Vladimir Putin, Moldova ile Rusya arasındaki ticaretin diğer alanlarında da aynı durumun geçerli olduğunu söyledi. Özellikle cumhurbaşkanına göre Moldovalı tarım üreticileri Rusya tarım pazarını aktif olarak kullanıyor. "İstemiyorlarsa yapmak zorunda değiller" diye ekledi. Cumhurbaşkanı, Moldova'nın BDT'deki varlığının Rusya için büyük bir değere sahip olmadığını söyledi.

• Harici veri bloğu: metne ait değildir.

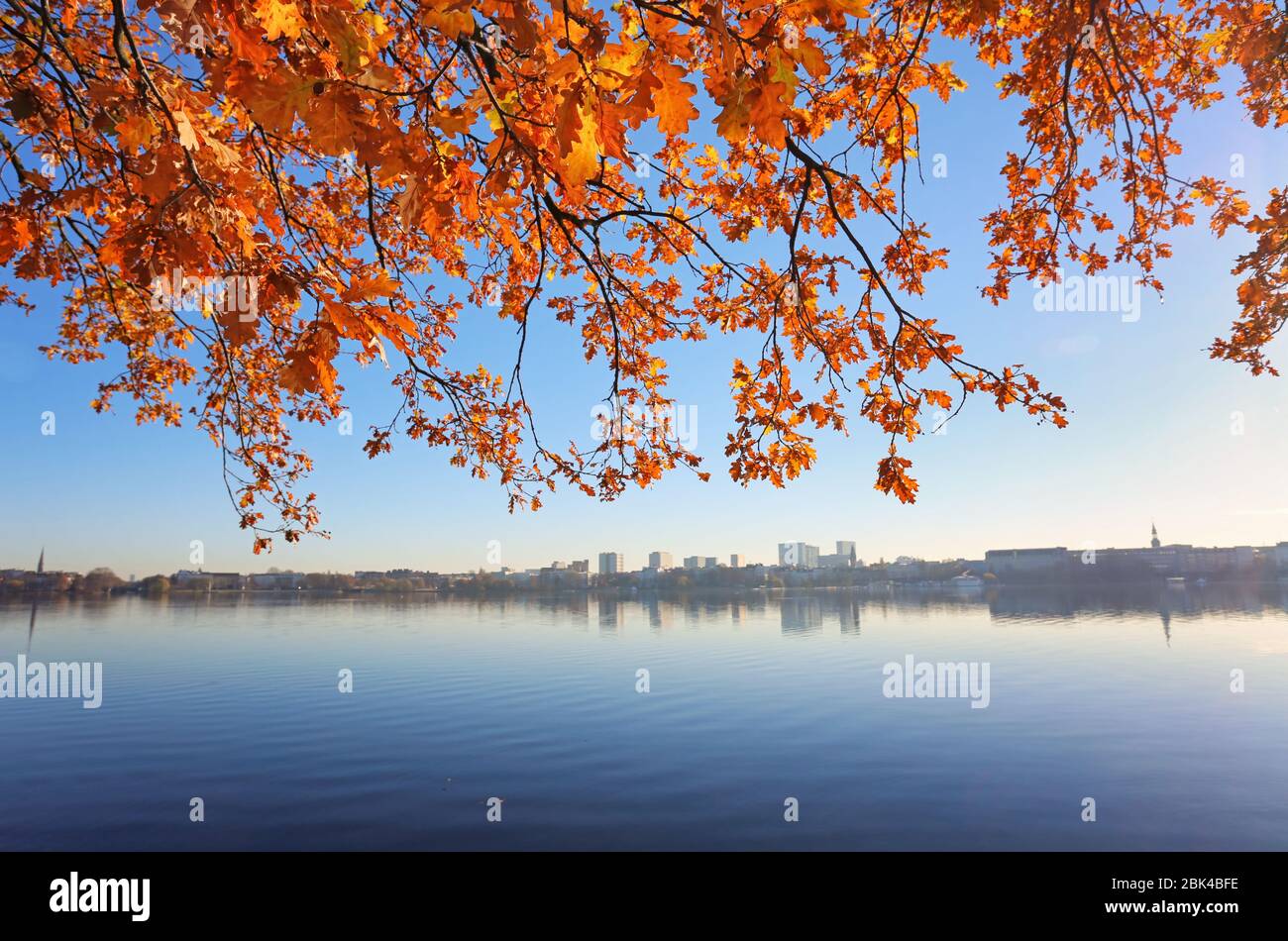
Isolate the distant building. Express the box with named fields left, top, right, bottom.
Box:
left=984, top=546, right=1069, bottom=578
left=170, top=569, right=244, bottom=591
left=778, top=542, right=818, bottom=569
left=648, top=553, right=671, bottom=569
left=249, top=572, right=304, bottom=589
left=818, top=540, right=858, bottom=569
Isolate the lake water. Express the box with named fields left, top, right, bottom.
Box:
left=0, top=587, right=1288, bottom=850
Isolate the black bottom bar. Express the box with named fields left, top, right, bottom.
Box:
left=0, top=852, right=1283, bottom=937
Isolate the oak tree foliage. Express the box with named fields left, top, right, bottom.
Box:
left=0, top=0, right=1288, bottom=551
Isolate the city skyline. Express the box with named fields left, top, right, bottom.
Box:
left=0, top=521, right=1288, bottom=578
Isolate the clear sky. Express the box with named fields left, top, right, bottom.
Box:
left=0, top=52, right=1288, bottom=576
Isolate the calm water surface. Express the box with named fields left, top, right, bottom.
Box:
left=0, top=587, right=1288, bottom=850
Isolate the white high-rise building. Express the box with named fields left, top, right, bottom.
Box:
left=778, top=542, right=818, bottom=569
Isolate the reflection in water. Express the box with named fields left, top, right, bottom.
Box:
left=0, top=585, right=1288, bottom=850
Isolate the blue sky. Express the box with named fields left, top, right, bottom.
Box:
left=0, top=48, right=1288, bottom=575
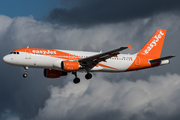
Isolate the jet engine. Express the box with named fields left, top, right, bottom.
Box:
left=44, top=69, right=67, bottom=78
left=61, top=61, right=80, bottom=72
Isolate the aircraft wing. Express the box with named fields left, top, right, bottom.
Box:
left=78, top=45, right=132, bottom=68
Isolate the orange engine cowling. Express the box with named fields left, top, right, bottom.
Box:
left=61, top=61, right=80, bottom=72
left=44, top=69, right=67, bottom=78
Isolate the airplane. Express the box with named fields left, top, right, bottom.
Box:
left=3, top=29, right=175, bottom=84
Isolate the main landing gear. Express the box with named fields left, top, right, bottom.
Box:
left=72, top=72, right=92, bottom=84
left=23, top=67, right=28, bottom=78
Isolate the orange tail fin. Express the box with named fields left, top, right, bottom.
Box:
left=138, top=29, right=166, bottom=58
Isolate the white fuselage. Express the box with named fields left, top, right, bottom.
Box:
left=3, top=50, right=137, bottom=72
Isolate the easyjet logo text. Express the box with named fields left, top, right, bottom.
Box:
left=142, top=31, right=164, bottom=55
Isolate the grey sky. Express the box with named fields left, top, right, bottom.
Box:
left=0, top=0, right=180, bottom=120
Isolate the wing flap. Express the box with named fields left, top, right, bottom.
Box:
left=78, top=45, right=132, bottom=68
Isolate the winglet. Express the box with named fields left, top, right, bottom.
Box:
left=127, top=44, right=132, bottom=49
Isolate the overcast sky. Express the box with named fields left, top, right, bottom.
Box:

Ukrayna Rus gazını tüketmeye devam ediyor
Ukrayna'nın Rus gazını tüketmekten vazgeçmediğini ve "öyle ya da böyle" almaya devam ettiğini söyleyen Putin, siyasi duruma rağmen Gazprom'un Avrupa ülkelerine karşı sorumluluklarını eksiksiz olarak yerine getirmeye devam ettiğini kaydetti. Putin, "Ukrayna aslında Rus gazını tüketiyor, gaz taşıma ağı, ülke topraklarına girer girmez "şişirip yayılacak şekilde tasarlandı" dedi. Cumhurbaşkanı, “Rusya'nın hiçbir zaman siyasi nedenlerle bir şey yapmadığını” ve gaz tedariği konusunda da böyle bir niyetinin olmadığını vurguladı.
Rus gazının ihracatı hakkında konuşan Vladimir Putin, Avrupa ülkeleri de dahil olmak üzere tüm akaryakıt tüketicileriyle ilişkilerin gelişmeye devam ettiğini söyledi. “Avrupa'nın yeterli miktarda gaz alamaması bizim sorunumuz değil; biz gaz boru hatlarını kapatmadık, Kuzey Akımlarını havaya uçurmadık. "Kuzey Akımları büyük olasılıkla Amerikalılar tarafından havaya uçuruldu" diye ekledi.
Kürtajın yasaklanması
Rusya Devlet Başkanı Vladimir Putin, kürtajın kısıtlanması alanında çok dikkatli hareket edilmesi gerektiğine inandığını belirtti. Kilisenin durumunu bildiğini vurguladı. Cumhurbaşkanı, devletin bir kadının çocuk sahibi olma yönünde karar vermesiyle ilgilendiğini ancak "kadınların hak ve özgürlüklerine saygı duymamız gerektiğini" kaydetti.
Göçmenlerle ilgili sorunu çözmek için özel bir organa ihtiyacımız var
Putin, Rusya'daki göçmen sorununun zor olduğunu söyledi. Ona göre ülkede şu anda yaklaşık on milyon göçmen işçi var. Başkan, tüm göçmenlerin Rusya halklarının geleneklerine saygı duyması gerektiğine inanıyor. Ülkenin nitelikli işgücüne ihtiyacı olduğunu ancak bunun yerli halkın çıkarları doğrultusunda yönlendirilmesi gerektiğini belirtti. Vladimir Putin, göçmenlerle ilgili soruna bir bütün olarak bakacak ve zamanında çözüm üretecek özel bir yapıya ihtiyaç duyulduğunu kaydetti.